Interest rates

rbi: RBI maintains status quo on interest rates, revises inflation upwards

The Reserve Bank of India has moved further away from central banks in the Western world by maintaining the status quo on interest rates and maintaining an accommodative monetary policy to counteract a possible slowdown in economic activity in a “dynamic” world. and “rapidly evolving” and said would focus on withdrawing from the dovish stance.

Citing price pressures, the central bank raised the inflation forecast and cut the growth forecast, but said it would take an “agile” approach to liquidity by introducing the permanent deposit facility to manage the excess in the system.

It narrowed the Liquidity Adjustment Facility corridor, fixing the SDF rate at 3.75% with the repo rate at 50 basis points.

The Monetary Policy Committee raised inflation forecast for the year to 5.7% from 4.5%, citing rising commodity prices and a spillover into manufactured goods, but said the main food could be subdued due to the arrival of new crops. Economic growth forecasts have been cut to 7.2% from 7.8% as supply disruptions reduce production and high prices destroy demand.

“Our commitment to ensuring adequate liquidity to meet the productive needs of the economy,” Das said. The RBI will deploy all instruments to ensure public borrowing and financial stability, he said. Growth and inflation forecasts are “fraught” with risk and are made assuming crude oil at $100 a barrel.

The repo rate is maintained at 4% and the reverse repo rate is now at 3.5%. Investors cheered the decision with the Sensex gaining shortly after the decision, but gave up the gains as comments on inflation and growth were seen as adverse to corporate earnings.

Governor Shaktikanta Das has been stubbornly pro-growth and opposed to rising borrowing costs even as central bankers, from the Federal Reserve’s Jerome Powell to the European Central Bank’s Christine Lagarde, have begun to talk about the need to tighten monetary policy in light of price pressures that are at four-decade high.

Economic conditions in India warrant a different monetary policy approach, as rates were not tied to zero unlike in the West, giving them plenty of room to catch up when caught off guard by pressure. prices, Governor Das argued. Real rates in India have not been as negative as they were in the West to raise rates to make market rates relevant. The Federal Reserve, after raising the target rate by a quarter point, signals a doubling in increases and a trickle in bond purchases.
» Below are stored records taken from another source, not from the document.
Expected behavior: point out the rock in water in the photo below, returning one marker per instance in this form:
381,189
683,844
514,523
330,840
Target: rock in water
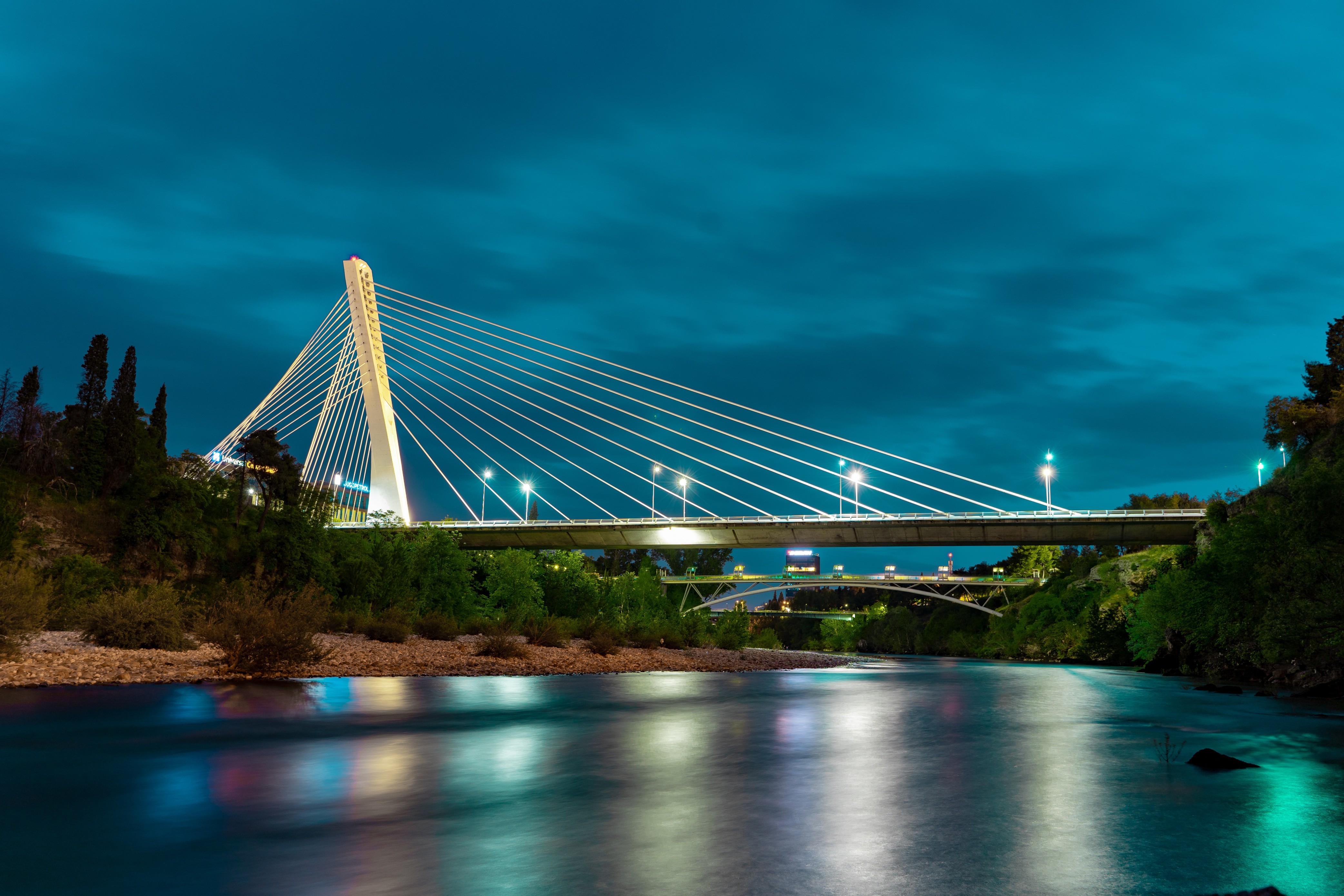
1215,761
1220,688
1331,691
An ET poll of 21 market participants predicted that RBI would keep policy and key rates unchanged, with its stated aim of ensuring a sustainable economic recovery.

But price pressure remains a big threat. Brent crude oil prices jumped to nearly $140 a barrel, the highest since 2008, in the aftermath of the Russian invasion, changing the tax calculations for major oil importers such as India. However, crude prices are no longer boiling since the United States announced that it was tapping into its strategic reserves to cool prices.

Indian companies are expected to see strong sales growth, but their profit margins are expected to be reduced. Many manufacturers, including Maruti Suzuki and Nestlé, have raised product prices.

The government has allowed fuel prices to rise after withholding them for months to complete national elections. Pump prices for diesel, gasoline and compressed natural gas are beginning to weigh on the consumer. This could have a cascading effect on the general price level, with logistics costs exploding.

But Governor Das is focused on reviving investment demand and said economic activity that has shrunk due to Covid has yet to fully recover.